What is quantum computing, how does it work and how is it different from regular computing?

An introduction to quantum computing, its scope and uses

Jun 24, 2021    By Team YoungWonks *

In one of our earlier blogs, we dissected the subject of supercomputing (https://www.youngwonks.com/blog/What-is-a-Supercomputer-and-What-are-its-Types--Uses-and-Applications). Another buzzword in the modern tech world is quantum computing. Before we delve into this rather complex topic, let us look at what the term quantum means. 
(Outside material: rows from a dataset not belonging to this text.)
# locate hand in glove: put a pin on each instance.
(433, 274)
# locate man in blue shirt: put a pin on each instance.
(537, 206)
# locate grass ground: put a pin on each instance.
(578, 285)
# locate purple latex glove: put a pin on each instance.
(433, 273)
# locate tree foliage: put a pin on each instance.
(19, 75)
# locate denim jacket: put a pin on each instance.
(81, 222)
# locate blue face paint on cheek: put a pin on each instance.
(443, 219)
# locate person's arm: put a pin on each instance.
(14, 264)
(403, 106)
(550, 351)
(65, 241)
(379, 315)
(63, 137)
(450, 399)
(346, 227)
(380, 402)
Outside of the sciences - be it quantum physics, quantum encryption and quantum computing - we keep hearing the phrase ‘quantum leap’. So what does quantum mean here? Does it denote a huge leap? The word quantum has its roots in the Latin word quantus or quantity. In physics, it refers to a ‘discrete quantity of energy proportional in magnitude to the frequency of the radiation it represents.’ Discrete here means non continuous or distinct. In that sense, quantum refers to distinct or significant quantities. 

 

 

Quantum Computing Explained

In a nutshell, quantum computing is where certain algebraic methods - typically the same methods or those parallel to the ones applied in quantum mechanics are used to develop algorithms for computations. Quantum mechanics in turn refers to a fundamental theory in physics that delves into the description of the physical properties of nature at the scale of atoms and subatomic particles. A quantum computer then is a conceptual computer that can implement such algorithms. So quantum computers are essentially based on quantum bits, also known as qubits, which can be made from a single electron.

 

 

Let us try to understand quantum computing better by looking at regular computing. 

 

Quantum Computing versus Regular Computing 

A regular computer chip uses bits, which are essentially like switches in that they can either be on or off. The off position is represented by a 0 while the on position is denoted by a 1. Be it apps or websites, they are made up of millions of bits - all of which are combinations of 1s and 0s. What is interesting to note then is the fact that not everything in life can be captured in ones and zeroes; often there’s room for several uncertainties which are ‘discrete’ (aka distinct from each other) as well. This is where quantum computing comes in. Quantum computing follows the principles of quantum mechanics, a set of rules governing at a really small scale of atoms and subatomic particles.

 

Superposition

Instead of bits, quantum computers use qubits. And unlike bits which have to be on or off (aka 1 or 0), qubits can be both on and off at the same time or even between the two. In quantum computing parlance, this phenomenon is called superposition.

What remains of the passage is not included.